The Star today reported MCA head of Public Services and Complaints Department, Michael Chong, as claiming that he had received the Abu Ghraib video clip via MMS last Saturday, and that he had shown the clip to the Selangor Chief Police Officer, Deputy Comm Datuk Yahya Udin and “discussed what action should be taken”.
If what Michael Chong revealed is right, then the Selangor CPO might be guilty of a gross dereliction of duty. Was he trying to cover-up the scandalous police Abu Ghraib incident? But let us give Yahya Udin a chance to defend himself. New Straits Times today reported that the police have begun investigations into the origin of the police Abu Ghraib video clip, including the 23-year-old Goh Hwee Liang, a reporter from China Press, for about an hour yesterday. Other journalists expected to be grilled by the police are the China Press newspaper editor and its Seremban branch correspondent to obtain more leads. I want to make the point that calls for the lodging of police reports and police investigations should not become a refined form of police harrassment. Why is the Police spending so much time investigating how the press got the videoclip, instead of the facts of the Abu Ghraib scandal in the police force? In any event, there is no need for the police to waste so much time on this score, when all they need to do is to interrogate Michael Chong and the Selangor CPO who had the videoclip even before the China Press.
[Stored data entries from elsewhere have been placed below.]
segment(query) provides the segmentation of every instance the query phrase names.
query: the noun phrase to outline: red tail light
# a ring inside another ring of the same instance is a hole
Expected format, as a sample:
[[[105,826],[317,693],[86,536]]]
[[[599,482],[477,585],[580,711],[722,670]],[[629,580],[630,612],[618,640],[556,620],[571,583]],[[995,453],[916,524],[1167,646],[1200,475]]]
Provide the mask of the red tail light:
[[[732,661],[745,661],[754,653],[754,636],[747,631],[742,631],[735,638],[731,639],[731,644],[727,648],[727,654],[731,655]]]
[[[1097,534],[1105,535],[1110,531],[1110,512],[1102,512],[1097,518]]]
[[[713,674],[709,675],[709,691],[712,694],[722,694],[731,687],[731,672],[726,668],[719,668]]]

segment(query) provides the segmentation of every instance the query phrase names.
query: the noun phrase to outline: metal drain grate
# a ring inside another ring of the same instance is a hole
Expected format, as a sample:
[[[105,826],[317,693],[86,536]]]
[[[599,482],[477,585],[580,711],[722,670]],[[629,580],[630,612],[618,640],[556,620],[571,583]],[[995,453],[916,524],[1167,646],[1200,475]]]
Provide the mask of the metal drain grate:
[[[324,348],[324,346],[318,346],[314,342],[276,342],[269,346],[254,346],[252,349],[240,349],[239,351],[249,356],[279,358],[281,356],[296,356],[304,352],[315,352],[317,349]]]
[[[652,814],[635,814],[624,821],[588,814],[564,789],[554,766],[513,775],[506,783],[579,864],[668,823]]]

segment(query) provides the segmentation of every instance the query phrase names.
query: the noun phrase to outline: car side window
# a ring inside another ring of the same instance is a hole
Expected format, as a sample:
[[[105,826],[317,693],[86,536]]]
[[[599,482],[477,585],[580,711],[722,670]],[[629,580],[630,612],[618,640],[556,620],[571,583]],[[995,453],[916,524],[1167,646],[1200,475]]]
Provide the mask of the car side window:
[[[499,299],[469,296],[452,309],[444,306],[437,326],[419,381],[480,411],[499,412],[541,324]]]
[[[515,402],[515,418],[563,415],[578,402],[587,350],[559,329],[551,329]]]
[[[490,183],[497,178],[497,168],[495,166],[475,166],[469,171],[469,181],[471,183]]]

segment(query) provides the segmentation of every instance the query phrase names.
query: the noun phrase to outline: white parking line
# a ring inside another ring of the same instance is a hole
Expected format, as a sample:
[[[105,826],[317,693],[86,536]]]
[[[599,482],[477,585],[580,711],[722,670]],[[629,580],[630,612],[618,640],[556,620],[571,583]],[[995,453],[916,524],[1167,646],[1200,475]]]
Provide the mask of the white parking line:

The Prime Minister, Datuk Seri Abdullah Ahmad Badawi has commendably spoken out from Malta, hitting out at the police Abu Ghraib scandal as having “shamed” the country and dealt “a blow to the country’s image and pledged a thorough investigation” with no “cover-up” whatsoever.
He said he had called Deputy IGP Musa and instructed him to thoroughly and immediately investigate the matter.
I find it significant that the Prime Minister had contacted the Deputy IGP and not phoned up the Inspector-General of Police.
The IGP should explain why he is out of the picture in the police Abu Ghraib scandal, as if he had washed his hands completely.
It is also a matter of concern that no top police officer, whether IGP, Deputy IGP or Selangor CPO, had condemned the gross police abuses of power portrayed by the Abu Ghraib videoclip, unlike the clear condemnation made by the Prime Minister, Deputy Prime Minister, Cabinet Ministers and MPs.
The Malaysian public are also entitled to know why the Police as a whole seem so indifferent and detached in a police scandal which had rocked the country and has such far-reaching consequences to the country’s tourism, trade, economy as well as the country’s international standing, particular the Malaysia-China relationship.
The police Abu Ghraib video scandal should bring to the fore once again the recommendations of the Police Royal Commission, particularly Recommendation Twelve to “Establish independent oversight mechanism” in the form of Independent Police Complaints and Misconduct Commission (IPCMC).- the most important of its 125 recommendations.
The Cabinet on Wednesday should give priority to the establishment of Independent Police Complaints and Misconduct Commission as recommended by Police Royal Commission six months ago following recent spate of police abuses and scandal.
If the IPCMC had been established, it would have been the proper body to investigate into the police Abu Ghraib scandal.
We cannot run away from the fact that there is little public confidence in the independence, professionalism and integrity of the police to investigate into the criminal activities involving the police, as in the police Abu Ghraib scandal. The Police Royal Commission is right when it made the strong recommendation on the urgent and indispensable need to set up an external oversight body as internal police mechanisms alone are inadequate, unreliable and frequently ineffective.